Medicine Strip Identification using 2-D Cepstral Feature Extraction and Multiclass Classification Methods
This addresses a safety issue for visually impaired or general patients by improving medicine strip identification, but it is incremental as it applies existing classification methods to a specific domain.
The paper tackles the problem of misclassifying medicine strips, which can be dangerous for patients, by proposing a method using 2-D cepstral feature extraction and multiclass classification (KNN, SVM, LR) to identify them accurately, with results compared across algorithms.

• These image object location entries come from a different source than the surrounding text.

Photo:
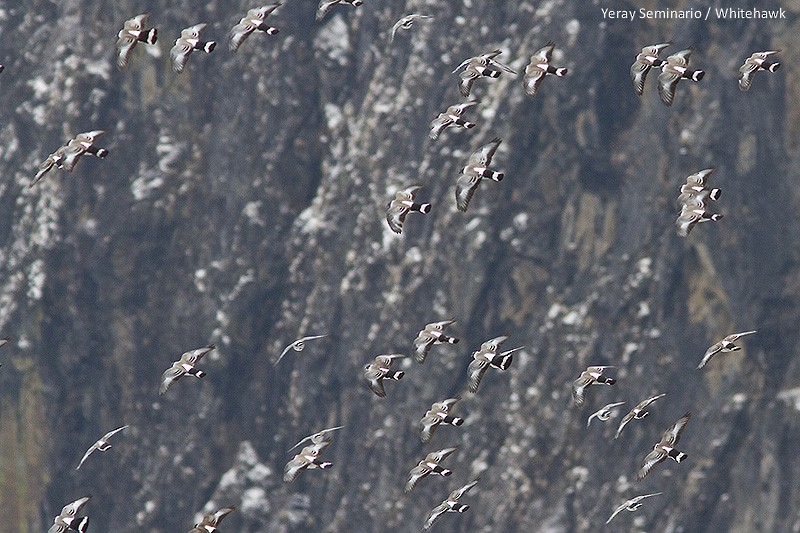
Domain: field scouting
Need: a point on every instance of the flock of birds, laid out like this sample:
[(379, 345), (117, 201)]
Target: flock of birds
[(693, 204)]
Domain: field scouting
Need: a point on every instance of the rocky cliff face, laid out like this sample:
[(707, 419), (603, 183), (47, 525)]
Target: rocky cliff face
[(243, 204)]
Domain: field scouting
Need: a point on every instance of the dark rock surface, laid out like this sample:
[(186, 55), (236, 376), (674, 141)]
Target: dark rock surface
[(243, 204)]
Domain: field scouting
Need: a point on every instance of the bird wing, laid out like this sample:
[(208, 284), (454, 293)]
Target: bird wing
[(475, 371), (484, 154), (170, 376), (466, 186)]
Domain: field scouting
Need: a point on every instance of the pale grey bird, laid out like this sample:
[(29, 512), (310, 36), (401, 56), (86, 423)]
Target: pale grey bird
[(665, 447), (630, 505), (452, 116), (327, 5), (604, 413), (183, 366), (69, 519), (297, 346), (590, 376), (102, 444), (319, 438), (754, 63), (210, 521), (539, 67), (439, 413), (450, 505), (188, 42), (407, 21), (475, 67), (432, 334), (487, 356), (308, 458), (255, 19), (646, 59), (673, 70), (477, 168), (380, 368), (638, 412), (401, 205), (429, 465), (724, 346), (133, 31)]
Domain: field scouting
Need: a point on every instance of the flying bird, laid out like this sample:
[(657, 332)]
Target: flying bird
[(327, 5), (487, 356), (630, 505), (69, 519), (539, 67), (451, 116), (102, 444), (297, 346), (590, 376), (483, 65), (754, 63), (637, 412), (255, 19), (665, 448), (407, 21), (188, 42), (210, 521), (647, 59), (133, 31), (429, 465), (724, 346), (450, 505), (402, 204), (432, 334), (183, 366), (379, 369), (675, 69), (604, 413), (439, 413), (477, 168), (323, 437)]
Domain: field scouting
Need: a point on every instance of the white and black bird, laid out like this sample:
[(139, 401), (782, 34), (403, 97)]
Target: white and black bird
[(379, 369), (69, 519), (102, 444), (255, 19), (647, 59), (590, 376), (327, 5), (476, 169), (630, 505), (298, 346), (450, 505), (210, 521), (429, 465), (673, 70), (483, 65), (186, 365), (725, 345), (407, 21), (189, 41), (539, 67), (604, 413), (665, 448), (433, 333), (451, 116), (754, 63), (637, 412), (401, 205), (439, 413), (133, 31), (487, 356)]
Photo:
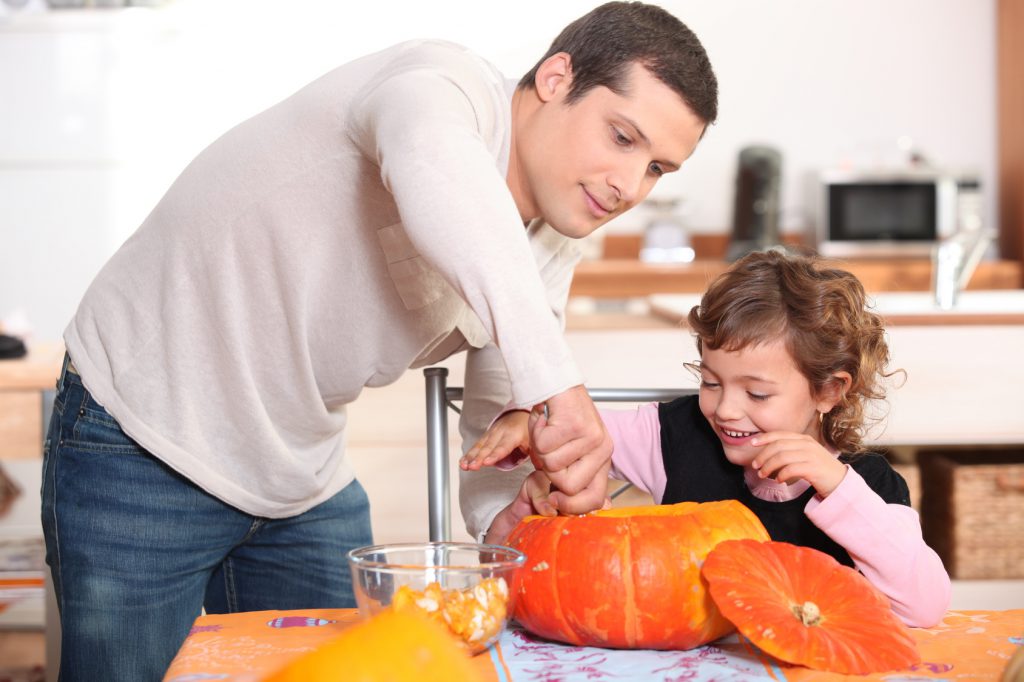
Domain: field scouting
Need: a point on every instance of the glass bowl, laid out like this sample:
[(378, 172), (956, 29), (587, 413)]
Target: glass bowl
[(467, 587)]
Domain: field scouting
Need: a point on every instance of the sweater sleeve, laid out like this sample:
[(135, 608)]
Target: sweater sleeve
[(484, 493), (637, 455), (886, 544), (432, 131)]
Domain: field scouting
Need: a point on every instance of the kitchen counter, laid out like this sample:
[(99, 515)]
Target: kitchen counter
[(996, 306), (251, 645), (625, 278)]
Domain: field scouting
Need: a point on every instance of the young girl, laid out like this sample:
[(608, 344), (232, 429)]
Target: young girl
[(790, 358)]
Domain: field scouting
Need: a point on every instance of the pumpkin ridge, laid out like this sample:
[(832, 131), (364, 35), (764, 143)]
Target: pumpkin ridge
[(566, 627), (630, 621)]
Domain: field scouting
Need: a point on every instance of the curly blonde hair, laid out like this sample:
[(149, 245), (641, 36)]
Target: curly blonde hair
[(820, 312)]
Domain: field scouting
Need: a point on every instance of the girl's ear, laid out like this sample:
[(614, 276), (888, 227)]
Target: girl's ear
[(554, 75), (834, 391)]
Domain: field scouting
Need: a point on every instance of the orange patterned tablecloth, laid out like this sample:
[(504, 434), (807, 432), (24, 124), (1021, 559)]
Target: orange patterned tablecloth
[(244, 647)]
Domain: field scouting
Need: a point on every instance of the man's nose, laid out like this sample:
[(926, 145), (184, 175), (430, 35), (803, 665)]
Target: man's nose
[(629, 183)]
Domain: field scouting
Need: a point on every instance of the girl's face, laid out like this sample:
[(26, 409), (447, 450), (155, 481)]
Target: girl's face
[(756, 390)]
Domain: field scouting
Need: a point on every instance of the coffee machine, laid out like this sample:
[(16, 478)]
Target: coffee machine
[(755, 215)]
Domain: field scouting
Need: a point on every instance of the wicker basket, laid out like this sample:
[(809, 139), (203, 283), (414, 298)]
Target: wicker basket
[(973, 511)]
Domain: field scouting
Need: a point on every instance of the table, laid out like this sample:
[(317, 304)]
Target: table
[(243, 647)]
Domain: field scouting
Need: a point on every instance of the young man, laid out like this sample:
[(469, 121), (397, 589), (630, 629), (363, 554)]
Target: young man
[(401, 208)]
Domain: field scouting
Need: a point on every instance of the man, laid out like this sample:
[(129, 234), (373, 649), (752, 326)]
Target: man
[(401, 208)]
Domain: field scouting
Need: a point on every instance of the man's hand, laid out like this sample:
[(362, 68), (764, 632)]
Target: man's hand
[(571, 445), (507, 438), (532, 499)]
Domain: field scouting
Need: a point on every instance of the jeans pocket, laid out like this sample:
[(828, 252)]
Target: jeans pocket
[(98, 430)]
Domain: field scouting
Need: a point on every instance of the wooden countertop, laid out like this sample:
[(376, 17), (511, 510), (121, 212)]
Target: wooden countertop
[(627, 278), (37, 371)]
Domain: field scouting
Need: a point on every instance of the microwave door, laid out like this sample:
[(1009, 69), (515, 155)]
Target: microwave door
[(883, 212)]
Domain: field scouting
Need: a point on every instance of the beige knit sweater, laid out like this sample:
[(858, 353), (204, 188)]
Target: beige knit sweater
[(360, 227)]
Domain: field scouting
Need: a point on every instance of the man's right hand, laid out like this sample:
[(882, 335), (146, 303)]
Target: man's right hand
[(573, 449)]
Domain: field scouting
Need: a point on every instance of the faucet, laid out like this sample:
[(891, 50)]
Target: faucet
[(953, 261)]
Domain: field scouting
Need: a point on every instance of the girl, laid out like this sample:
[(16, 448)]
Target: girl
[(790, 358)]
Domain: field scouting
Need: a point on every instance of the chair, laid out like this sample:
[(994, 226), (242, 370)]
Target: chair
[(440, 397)]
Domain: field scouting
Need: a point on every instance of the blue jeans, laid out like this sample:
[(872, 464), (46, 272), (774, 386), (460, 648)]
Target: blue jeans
[(136, 550)]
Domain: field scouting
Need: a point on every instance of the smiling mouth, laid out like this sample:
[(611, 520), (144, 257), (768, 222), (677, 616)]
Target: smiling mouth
[(738, 434)]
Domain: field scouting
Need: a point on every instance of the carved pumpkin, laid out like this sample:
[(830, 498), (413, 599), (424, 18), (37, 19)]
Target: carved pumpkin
[(802, 606), (627, 578), (397, 645)]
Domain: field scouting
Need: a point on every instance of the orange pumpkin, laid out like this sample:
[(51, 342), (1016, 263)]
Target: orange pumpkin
[(627, 578), (396, 645), (803, 606)]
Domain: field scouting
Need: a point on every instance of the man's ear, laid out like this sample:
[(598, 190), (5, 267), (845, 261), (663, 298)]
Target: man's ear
[(553, 76), (834, 391)]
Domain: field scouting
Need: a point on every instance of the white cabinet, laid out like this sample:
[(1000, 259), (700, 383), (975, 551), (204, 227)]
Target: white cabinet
[(82, 148)]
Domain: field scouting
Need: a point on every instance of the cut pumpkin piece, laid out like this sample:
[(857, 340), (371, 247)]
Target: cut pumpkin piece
[(802, 606)]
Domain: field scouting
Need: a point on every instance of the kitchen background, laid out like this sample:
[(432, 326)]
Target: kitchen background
[(100, 109)]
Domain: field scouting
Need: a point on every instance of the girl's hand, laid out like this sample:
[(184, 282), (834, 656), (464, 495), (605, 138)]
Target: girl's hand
[(786, 457), (508, 434)]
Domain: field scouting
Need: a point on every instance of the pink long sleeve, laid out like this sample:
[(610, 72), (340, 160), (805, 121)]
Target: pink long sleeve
[(885, 543), (637, 457)]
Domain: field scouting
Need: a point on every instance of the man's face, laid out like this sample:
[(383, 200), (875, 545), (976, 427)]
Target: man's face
[(586, 163)]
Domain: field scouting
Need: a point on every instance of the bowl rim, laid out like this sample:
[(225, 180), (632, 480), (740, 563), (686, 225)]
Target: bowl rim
[(514, 559)]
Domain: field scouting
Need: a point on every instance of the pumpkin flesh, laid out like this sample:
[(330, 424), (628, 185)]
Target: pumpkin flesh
[(627, 578), (804, 607)]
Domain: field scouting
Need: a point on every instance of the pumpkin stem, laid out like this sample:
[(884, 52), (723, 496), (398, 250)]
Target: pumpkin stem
[(808, 613)]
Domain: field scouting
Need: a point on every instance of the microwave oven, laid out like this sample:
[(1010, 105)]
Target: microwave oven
[(893, 213)]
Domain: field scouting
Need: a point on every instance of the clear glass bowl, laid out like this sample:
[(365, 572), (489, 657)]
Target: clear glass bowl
[(465, 586)]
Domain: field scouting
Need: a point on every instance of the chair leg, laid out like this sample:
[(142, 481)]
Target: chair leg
[(438, 489)]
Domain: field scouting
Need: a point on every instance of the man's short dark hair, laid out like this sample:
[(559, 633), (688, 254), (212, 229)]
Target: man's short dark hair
[(604, 43)]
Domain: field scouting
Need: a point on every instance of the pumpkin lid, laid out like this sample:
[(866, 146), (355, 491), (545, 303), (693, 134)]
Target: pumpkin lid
[(802, 606)]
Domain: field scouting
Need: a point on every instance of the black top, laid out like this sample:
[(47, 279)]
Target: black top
[(696, 470)]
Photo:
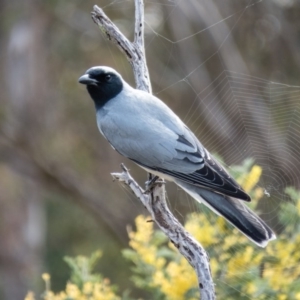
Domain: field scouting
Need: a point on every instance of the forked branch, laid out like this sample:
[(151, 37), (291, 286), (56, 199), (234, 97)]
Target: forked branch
[(155, 202)]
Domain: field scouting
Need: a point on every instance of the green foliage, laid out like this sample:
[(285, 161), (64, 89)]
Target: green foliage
[(240, 269)]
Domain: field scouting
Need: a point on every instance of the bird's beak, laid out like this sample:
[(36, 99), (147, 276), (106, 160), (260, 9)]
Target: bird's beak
[(86, 79)]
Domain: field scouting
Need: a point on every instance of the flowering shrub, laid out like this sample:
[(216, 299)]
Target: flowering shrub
[(240, 269)]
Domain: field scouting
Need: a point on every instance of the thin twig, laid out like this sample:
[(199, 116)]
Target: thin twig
[(155, 202)]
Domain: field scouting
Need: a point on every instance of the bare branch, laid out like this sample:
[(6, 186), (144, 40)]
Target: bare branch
[(134, 52), (183, 241), (155, 202)]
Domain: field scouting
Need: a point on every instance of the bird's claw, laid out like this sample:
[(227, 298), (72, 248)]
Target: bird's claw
[(150, 184)]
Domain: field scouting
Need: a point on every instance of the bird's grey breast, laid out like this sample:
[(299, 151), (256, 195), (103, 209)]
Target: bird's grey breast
[(144, 129)]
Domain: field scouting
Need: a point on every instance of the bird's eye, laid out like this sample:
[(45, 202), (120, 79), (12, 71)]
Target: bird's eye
[(107, 77)]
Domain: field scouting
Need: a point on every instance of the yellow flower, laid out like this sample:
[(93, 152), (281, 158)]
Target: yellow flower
[(46, 276), (29, 296), (88, 288), (252, 178)]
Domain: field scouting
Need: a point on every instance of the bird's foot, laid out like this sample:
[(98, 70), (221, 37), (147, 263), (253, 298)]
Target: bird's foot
[(150, 184)]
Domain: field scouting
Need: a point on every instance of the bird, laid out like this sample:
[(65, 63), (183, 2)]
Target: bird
[(145, 130)]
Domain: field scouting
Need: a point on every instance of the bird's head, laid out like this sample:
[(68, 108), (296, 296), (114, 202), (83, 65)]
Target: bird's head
[(103, 84)]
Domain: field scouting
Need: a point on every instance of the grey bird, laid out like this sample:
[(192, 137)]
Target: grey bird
[(142, 128)]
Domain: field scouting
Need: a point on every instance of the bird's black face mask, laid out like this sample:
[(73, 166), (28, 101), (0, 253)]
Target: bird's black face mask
[(102, 86)]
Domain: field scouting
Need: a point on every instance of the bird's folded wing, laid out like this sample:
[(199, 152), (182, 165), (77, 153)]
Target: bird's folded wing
[(160, 141)]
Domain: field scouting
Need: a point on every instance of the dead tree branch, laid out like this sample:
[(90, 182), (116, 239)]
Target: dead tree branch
[(155, 202)]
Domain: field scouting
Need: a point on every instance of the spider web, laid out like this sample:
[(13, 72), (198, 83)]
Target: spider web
[(235, 110)]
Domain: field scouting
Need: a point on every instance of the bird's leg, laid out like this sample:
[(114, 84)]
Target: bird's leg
[(152, 182)]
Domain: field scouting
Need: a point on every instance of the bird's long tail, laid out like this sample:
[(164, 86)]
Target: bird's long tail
[(234, 211)]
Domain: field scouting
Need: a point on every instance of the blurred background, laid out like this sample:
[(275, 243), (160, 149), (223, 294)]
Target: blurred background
[(213, 62)]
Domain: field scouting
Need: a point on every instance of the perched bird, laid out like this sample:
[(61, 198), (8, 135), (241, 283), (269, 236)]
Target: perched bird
[(142, 128)]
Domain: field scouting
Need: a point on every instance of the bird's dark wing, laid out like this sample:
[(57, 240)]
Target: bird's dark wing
[(154, 137), (210, 174)]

Misclassification of medicine is perilous to the health of a patient, more so if the said patient is visually impaired or simply did not recognize the color, shape or type of medicine strip. This paper proposes a method for identification of medicine strips by 2-D cepstral analysis of their images followed by performing classification that has been done using the K-Nearest Neighbor (KNN), Support Vector Machine (SVM) and Logistic Regression (LR) Classifiers. The 2-D cepstral features extracted are extremely distinct to a medicine strip and consequently make identifying them exceptionally accurate. This paper also proposes the Color Gradient and Pill shape Feature (CGPF) extraction procedure and discusses the Binary Robust Invariant Scalable Keypoints (BRISK) algorithm as well. The mentioned algorithms were implemented and their identification results have been compared.